R.I.P. Jean Rollin - He made exactly the films he wanted to.
30 December 2010 | by Witchfinder-General-666See all my reviews

When Jean Rollin died earlier this month, cult-cinema lost an iconic director who always made exactly the films he wanted to. Rollin is considered a true master by many of my fellow Eurohorror fans. Admittedly, I have never counted myself among his biggest fans. While Rollin's visual and atmospheric mastery is undeniable, I found most of the confused and weird plots of his films to be rather low on substance. The fantastic 1978 Zombie film "Les Raisins de la Mort" (aka. "The Grapes of Death") and the interesting "La Morte Vivante" ("The Living Dead Girl", 1982) are the two exceptions to this. However, it must also be seen to Rollin's credit that he never seemed to care to give his films a conventional storyline and therefore arguably make them more accessible. Rollin is primarily known for his countless Erotic Vampire films, which are usually visually stunning, atmospheric and highly artistic but utterly weird and confused.

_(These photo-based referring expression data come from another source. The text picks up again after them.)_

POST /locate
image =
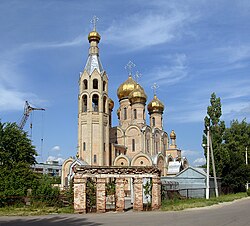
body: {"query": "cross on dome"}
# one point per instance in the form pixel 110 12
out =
pixel 129 67
pixel 154 87
pixel 137 76
pixel 94 21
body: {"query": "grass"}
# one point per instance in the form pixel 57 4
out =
pixel 33 210
pixel 177 204
pixel 167 205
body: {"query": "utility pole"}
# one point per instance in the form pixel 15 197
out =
pixel 208 157
pixel 215 178
pixel 247 164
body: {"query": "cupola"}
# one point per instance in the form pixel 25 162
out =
pixel 155 106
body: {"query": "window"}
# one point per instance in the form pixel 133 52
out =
pixel 85 84
pixel 84 103
pixel 95 101
pixel 135 114
pixel 104 86
pixel 95 84
pixel 125 113
pixel 133 144
pixel 153 121
pixel 104 104
pixel 156 147
pixel 147 145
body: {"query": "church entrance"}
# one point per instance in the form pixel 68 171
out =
pixel 117 178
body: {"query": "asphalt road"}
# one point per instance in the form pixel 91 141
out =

Rollin's feature length debut "Le Viol Du Vampire" aka. "The Rape of the Vampire" aka. "Queen of the Vampires" (1968) is one of the films that epitomize Rollin's style of filmmaking. Since it was made in the 60s the film is not quite as explicitly sleazy as Rollin's 70s and 80s efforts, but doubtlessly incredibly sleazy for its day. Visually, this black and white film is maybe even more astounding than Rollin's later efforts. The film has a beautiful and eerie Gothic atmosphere from the very beginning, and every sequence is filmed with sinister elegance. The first half of the film is generally interesting to watch. Sadly, it gets somewhat tedious in the second half.

"Le Viol Du Vampire" was originally meant to be a short film, which would have probably suited the film better. However, Rollin decided to make it a feature length film; therefore, the film is divided in two chapters, the second of which is the longer, more confused and more tedious one. As it is the case with most of Rollin's Erotic Vampire films, it doesn't really make sense to give a plot description here. The first chapter, which is about 30 minutes long has a confused storyline, but one that is interesting enough to be saved by visual beauty and atmosphere. The second chapter, which is an hour long has some interesting moments, but overall it is way too long and doesn't make a lick of sense, which makes it quite tedious to say the least. As it is the case in every Rollin film, the female cast members are beautiful and have exhibitonist tendencies. The appearance of many hot naked women, Sadomasochistic scenes which must have been outrageous at the time, and a whole lot of bizarre stuff is vaguely enough to make "Le Viol Du Vampire" rewarding, however. Most of the second chapter just seems to be an excuse to make the film longer, and it shows. Overall, most of "Le Viol Du Vampire" is Rollin-typical visually astonishing nonsense, with a beautiful female cast and a mesmerizing score.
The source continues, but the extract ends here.